Most of the value in Acceptance Criteria appears before anyone says done. The useful work is usually in the questions, the examples, and the evidence that changes the conversation.
My checklist for Acceptance Criteria is not meant to turn testing into box-ticking. It exists so pressure does not erase the few important questions that protect shared expectations before coding begins.
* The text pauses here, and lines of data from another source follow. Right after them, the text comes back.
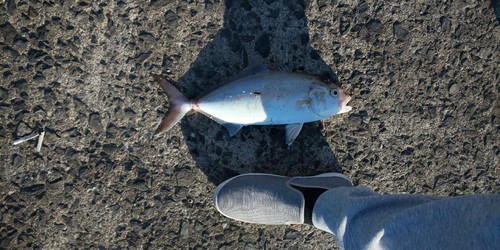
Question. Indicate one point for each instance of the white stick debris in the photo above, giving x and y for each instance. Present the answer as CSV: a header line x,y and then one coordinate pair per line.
x,y
26,138
40,141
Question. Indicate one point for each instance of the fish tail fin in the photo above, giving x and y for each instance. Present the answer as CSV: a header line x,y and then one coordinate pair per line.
x,y
179,107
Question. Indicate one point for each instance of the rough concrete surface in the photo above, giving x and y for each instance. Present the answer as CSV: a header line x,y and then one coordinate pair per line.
x,y
423,76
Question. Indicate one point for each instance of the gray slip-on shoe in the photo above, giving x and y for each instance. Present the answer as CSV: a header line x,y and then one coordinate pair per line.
x,y
270,199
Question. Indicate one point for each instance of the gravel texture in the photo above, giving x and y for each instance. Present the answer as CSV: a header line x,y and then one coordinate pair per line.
x,y
423,76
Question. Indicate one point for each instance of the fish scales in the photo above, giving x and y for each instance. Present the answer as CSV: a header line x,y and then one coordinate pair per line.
x,y
261,97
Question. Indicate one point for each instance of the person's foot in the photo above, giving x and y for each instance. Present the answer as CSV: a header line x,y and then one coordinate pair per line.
x,y
274,199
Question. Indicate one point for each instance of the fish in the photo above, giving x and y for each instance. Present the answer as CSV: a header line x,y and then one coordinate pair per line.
x,y
260,96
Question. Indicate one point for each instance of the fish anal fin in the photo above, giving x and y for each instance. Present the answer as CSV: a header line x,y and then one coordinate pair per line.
x,y
292,131
232,128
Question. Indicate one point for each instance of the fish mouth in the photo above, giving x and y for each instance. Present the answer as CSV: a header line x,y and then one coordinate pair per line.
x,y
344,99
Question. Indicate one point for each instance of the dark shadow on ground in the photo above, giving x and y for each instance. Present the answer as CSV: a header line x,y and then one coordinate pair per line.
x,y
273,33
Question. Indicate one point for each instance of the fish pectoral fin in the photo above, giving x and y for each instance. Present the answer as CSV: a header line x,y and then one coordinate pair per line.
x,y
292,131
232,128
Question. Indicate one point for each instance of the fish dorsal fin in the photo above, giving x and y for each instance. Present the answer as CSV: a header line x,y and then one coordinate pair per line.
x,y
232,128
292,131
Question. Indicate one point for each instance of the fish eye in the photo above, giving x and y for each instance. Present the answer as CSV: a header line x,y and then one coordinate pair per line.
x,y
334,92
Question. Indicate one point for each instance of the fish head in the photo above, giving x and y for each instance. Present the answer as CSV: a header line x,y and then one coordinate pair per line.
x,y
328,100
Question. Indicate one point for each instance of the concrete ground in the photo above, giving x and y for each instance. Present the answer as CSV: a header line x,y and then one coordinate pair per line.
x,y
423,76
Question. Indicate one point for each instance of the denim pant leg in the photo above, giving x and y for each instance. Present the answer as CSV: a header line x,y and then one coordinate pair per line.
x,y
363,219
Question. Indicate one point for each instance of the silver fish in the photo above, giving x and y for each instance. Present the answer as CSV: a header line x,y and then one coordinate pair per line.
x,y
261,97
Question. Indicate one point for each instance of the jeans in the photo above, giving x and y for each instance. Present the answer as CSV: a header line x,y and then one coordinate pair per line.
x,y
363,219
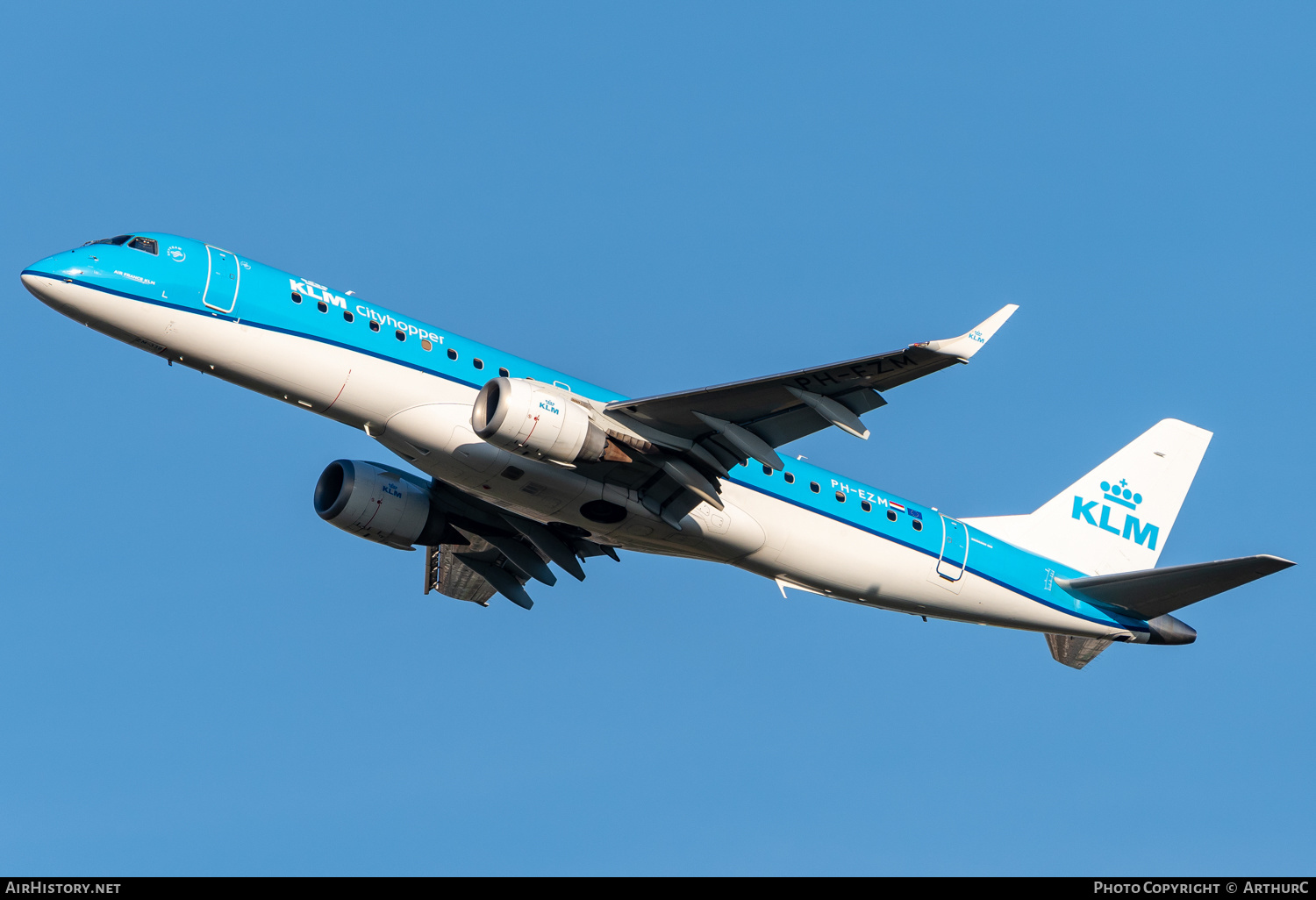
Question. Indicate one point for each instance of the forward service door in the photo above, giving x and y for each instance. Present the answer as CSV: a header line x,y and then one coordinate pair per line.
x,y
223,278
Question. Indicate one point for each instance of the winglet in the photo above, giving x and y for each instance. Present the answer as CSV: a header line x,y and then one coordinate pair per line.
x,y
966,345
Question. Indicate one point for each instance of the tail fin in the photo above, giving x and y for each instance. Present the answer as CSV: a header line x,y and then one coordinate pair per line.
x,y
1118,518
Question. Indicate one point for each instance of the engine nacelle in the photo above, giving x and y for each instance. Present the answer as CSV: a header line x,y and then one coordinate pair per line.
x,y
532,418
378,503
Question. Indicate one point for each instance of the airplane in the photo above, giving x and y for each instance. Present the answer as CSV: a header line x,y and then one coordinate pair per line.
x,y
528,466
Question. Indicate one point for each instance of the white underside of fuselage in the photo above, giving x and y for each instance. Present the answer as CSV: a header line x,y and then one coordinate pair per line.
x,y
426,418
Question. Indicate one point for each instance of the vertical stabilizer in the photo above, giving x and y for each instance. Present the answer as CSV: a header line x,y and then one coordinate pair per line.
x,y
1118,518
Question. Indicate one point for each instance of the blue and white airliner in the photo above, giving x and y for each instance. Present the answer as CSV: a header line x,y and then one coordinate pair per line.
x,y
528,466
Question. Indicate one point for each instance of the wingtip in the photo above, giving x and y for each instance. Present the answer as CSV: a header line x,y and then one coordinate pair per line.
x,y
971,341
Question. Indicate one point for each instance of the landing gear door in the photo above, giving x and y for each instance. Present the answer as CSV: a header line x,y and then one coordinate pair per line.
x,y
955,549
223,278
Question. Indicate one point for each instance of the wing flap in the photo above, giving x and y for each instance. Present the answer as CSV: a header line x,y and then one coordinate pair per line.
x,y
1076,652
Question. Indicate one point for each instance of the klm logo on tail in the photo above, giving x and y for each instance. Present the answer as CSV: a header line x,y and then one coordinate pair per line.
x,y
1121,495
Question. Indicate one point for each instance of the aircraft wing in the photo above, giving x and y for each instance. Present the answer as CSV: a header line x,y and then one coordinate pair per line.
x,y
781,408
695,437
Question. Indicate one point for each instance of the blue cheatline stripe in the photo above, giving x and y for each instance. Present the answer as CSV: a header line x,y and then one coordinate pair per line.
x,y
254,324
933,555
474,386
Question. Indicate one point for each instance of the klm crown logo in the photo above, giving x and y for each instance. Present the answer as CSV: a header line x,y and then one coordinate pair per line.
x,y
1120,494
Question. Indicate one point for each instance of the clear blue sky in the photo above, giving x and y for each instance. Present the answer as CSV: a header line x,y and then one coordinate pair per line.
x,y
197,675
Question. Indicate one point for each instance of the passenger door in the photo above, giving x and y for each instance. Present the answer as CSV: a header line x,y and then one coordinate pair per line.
x,y
223,276
955,549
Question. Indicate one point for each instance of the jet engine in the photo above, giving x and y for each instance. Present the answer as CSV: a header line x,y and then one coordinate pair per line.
x,y
532,418
379,504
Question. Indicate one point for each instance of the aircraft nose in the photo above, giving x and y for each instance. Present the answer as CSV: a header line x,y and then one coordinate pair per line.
x,y
41,276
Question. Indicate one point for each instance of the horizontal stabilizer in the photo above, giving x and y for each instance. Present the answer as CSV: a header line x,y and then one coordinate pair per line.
x,y
1158,591
1076,652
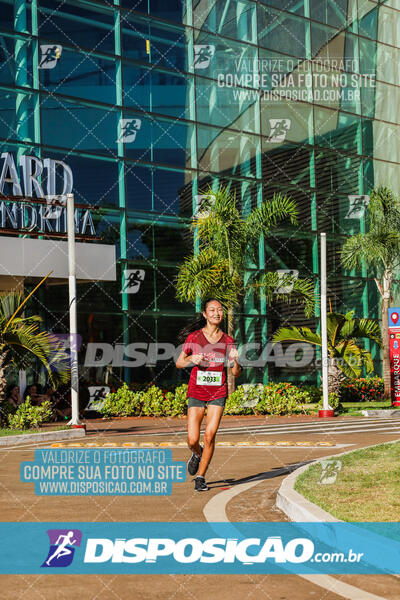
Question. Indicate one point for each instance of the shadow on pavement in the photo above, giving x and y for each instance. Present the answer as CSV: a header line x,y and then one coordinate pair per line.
x,y
276,472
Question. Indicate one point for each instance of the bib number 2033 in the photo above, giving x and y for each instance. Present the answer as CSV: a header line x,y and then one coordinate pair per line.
x,y
209,378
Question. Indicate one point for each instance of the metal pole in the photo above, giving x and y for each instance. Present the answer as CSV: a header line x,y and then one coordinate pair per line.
x,y
72,312
324,332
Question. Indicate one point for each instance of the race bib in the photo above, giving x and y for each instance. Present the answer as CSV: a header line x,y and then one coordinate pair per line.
x,y
209,378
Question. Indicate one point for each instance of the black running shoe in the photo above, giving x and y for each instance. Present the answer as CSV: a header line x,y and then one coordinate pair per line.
x,y
200,484
193,463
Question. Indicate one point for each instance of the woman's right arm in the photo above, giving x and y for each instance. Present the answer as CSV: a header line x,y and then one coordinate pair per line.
x,y
184,360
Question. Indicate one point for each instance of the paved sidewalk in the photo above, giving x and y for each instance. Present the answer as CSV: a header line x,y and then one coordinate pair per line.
x,y
230,466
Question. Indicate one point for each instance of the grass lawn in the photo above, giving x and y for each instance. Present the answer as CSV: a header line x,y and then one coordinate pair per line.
x,y
367,487
355,408
23,431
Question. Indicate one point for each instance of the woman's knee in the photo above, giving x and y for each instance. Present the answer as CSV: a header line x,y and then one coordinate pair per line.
x,y
209,437
192,440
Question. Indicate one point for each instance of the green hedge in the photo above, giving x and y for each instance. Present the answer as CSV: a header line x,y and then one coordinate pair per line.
x,y
153,402
30,417
273,399
363,389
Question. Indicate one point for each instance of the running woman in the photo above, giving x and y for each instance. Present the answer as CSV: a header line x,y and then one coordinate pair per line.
x,y
206,349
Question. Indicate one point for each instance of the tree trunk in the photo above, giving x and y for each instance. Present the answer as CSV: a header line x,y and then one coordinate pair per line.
x,y
385,343
231,333
335,377
3,382
386,291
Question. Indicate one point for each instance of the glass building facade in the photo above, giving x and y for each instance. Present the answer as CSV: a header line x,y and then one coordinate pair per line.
x,y
150,102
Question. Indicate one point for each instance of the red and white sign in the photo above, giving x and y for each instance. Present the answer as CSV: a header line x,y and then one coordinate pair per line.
x,y
394,345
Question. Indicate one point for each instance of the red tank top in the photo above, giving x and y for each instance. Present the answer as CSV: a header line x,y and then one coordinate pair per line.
x,y
208,380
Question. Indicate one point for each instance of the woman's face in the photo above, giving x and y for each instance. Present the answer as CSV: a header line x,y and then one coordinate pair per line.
x,y
214,312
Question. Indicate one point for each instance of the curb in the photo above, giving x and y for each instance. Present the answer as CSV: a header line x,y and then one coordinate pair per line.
x,y
298,508
46,436
381,414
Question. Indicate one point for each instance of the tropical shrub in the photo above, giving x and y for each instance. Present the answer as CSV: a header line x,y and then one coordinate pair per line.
x,y
363,389
179,401
281,399
313,391
122,403
28,417
236,402
155,402
334,402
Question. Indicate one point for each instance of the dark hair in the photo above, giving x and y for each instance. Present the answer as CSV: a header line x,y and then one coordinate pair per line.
x,y
198,323
10,388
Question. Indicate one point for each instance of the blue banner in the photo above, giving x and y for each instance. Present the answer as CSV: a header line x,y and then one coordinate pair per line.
x,y
206,548
103,472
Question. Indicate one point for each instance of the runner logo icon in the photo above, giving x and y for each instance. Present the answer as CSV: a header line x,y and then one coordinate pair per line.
x,y
62,547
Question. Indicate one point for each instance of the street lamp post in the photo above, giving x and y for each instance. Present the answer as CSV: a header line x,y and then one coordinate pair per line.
x,y
73,330
326,411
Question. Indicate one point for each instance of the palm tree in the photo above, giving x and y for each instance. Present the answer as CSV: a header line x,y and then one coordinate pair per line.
x,y
21,340
227,243
346,357
379,249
The risk never stays theoretical for long, because everyone agrees on the story title while quietly imagining different behavior underneath it.
A good checklist keeps important risk visible when the room gets busy.
Before I Start
- Make the change area explicit
- Write down the most expensive failure in one sentence
- Confirm which product, design, development, and QA should review open risk
- Choose the environment that will tell the truth fastest
During the Check
- Exercise the normal path that should protect shared expectations before coding begins
- Run an awkward-path example based on a seemingly simple requirement becomes three different implementations depending on who reads it
- Watch for mismatches between visible success and hidden state
- Capture the one detail that will matter during sign-off later
Before I Close the Work
I finish by asking whether the evidence would still make sense to someone who was not present during testing. For this topic, the evidence I want usually looks like examples, constraints, and language that covers both success and failure paths.
If the answer is yes, the checklist did its job. If the answer is no, I am not done yet. I keep the practice alive because it improves both release quality and team clarity at the same time.